Neuroreport. 2023 Dec 22. doi: 10.1097/WNR.0000000000001990. Online ahead of print.
CONTEXT: Sevoflurane is an inhalational anesthetic widely used in pediatric surgery. However, animal studies have shown that multiple sevoflurane exposures during the neonatal period led to ototoxicity. 20(S)-Ginsenoside Rh1, a ginsenoside extract, protects against cisplatin-induced ototoxicity by scavenging free radicals.
OBJECTIVE: This study aimed to assess the effects of Rh1 on sevoflurane-induced ototoxicity.
MATERIALS AND METHODS: Neonatal cochlear explants and House Ear Institute-Organ of Corti 1 (HEI-OC1) cells were cultured and randomly divided into three groups: the control group, the sevoflurane group and the Rh1 pretreatment group.

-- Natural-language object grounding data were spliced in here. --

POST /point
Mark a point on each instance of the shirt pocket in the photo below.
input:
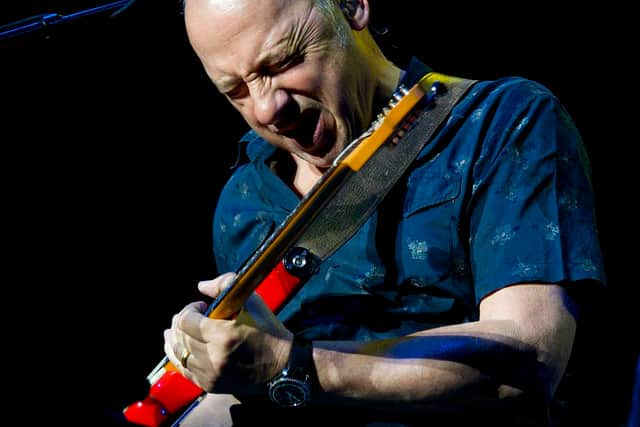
(424, 248)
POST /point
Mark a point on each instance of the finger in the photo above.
(198, 307)
(170, 347)
(193, 324)
(212, 288)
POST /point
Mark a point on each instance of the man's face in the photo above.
(292, 68)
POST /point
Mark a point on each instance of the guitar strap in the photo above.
(363, 191)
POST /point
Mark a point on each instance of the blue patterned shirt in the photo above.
(501, 195)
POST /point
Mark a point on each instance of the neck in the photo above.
(305, 176)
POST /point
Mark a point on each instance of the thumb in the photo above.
(212, 288)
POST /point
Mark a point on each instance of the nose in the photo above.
(270, 106)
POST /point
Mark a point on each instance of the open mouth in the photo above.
(309, 132)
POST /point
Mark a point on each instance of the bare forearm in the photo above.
(457, 365)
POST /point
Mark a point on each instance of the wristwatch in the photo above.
(292, 387)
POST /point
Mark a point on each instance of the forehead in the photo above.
(232, 33)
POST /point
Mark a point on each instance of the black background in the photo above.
(115, 145)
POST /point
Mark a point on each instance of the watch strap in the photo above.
(301, 363)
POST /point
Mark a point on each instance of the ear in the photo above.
(356, 12)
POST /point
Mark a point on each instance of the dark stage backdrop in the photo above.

We pretreated cochlear explants or HEI-OC1 cells with 100 μM Rh1 2 hours before performing sevoflurane exposure. Immunofluorescence was used to detect hair cells and spiral ganglion neurons. Cell Counting Kit-8 assay was used to determine cell viability. Annexin V-fluorescein isothiocyanate and propidium iodide were used to evaluate apoptosis. CellROX-Green and MitoSOX-Red probes were used to measure the amount of reactive oxygen species (ROS). Tetramethylrhodamine methyl ester labeling was used to examine mitochondrial membrane potential.

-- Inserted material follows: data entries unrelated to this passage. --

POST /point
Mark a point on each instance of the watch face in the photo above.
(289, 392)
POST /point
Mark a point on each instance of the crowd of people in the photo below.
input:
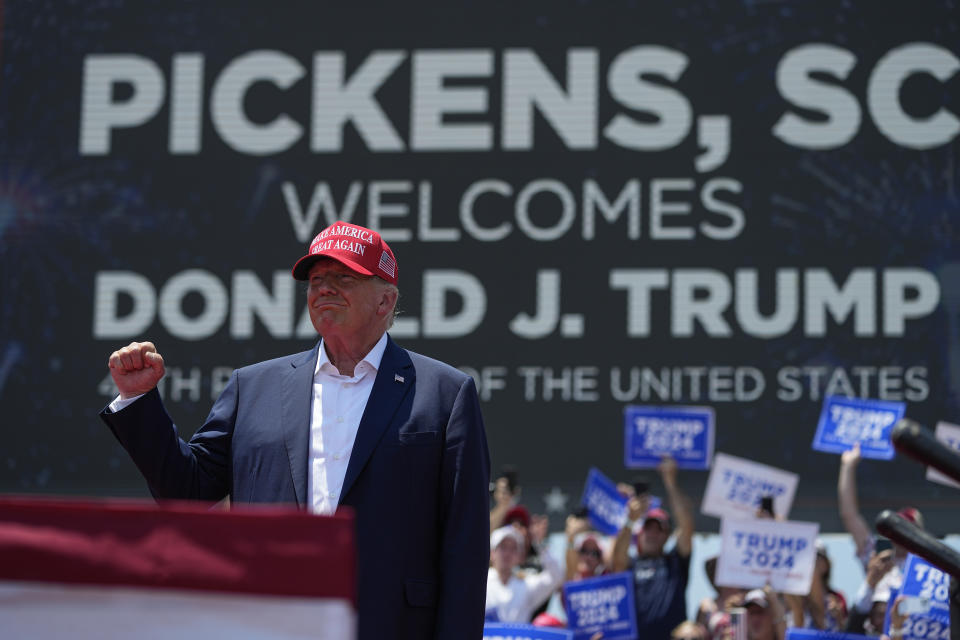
(655, 546)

RESULTS: Rh1 attenuated spiral ganglion neuron nerve fibers and synapses degeneration in cochlear explants after sevoflurane exposure. Rh1 significantly increased the viability of HEI-OC1 cells, reduced reactive oxygen species accumulation in HEI-OC1 cells, and prevented mitochondrial damage in HEI-OC1 cells after sevoflurane exposure.
DISCUSSION AND CONCLUSION: These findings suggest that Rh1 is a promising drug for preventing sevoflurane-induced ototoxicity.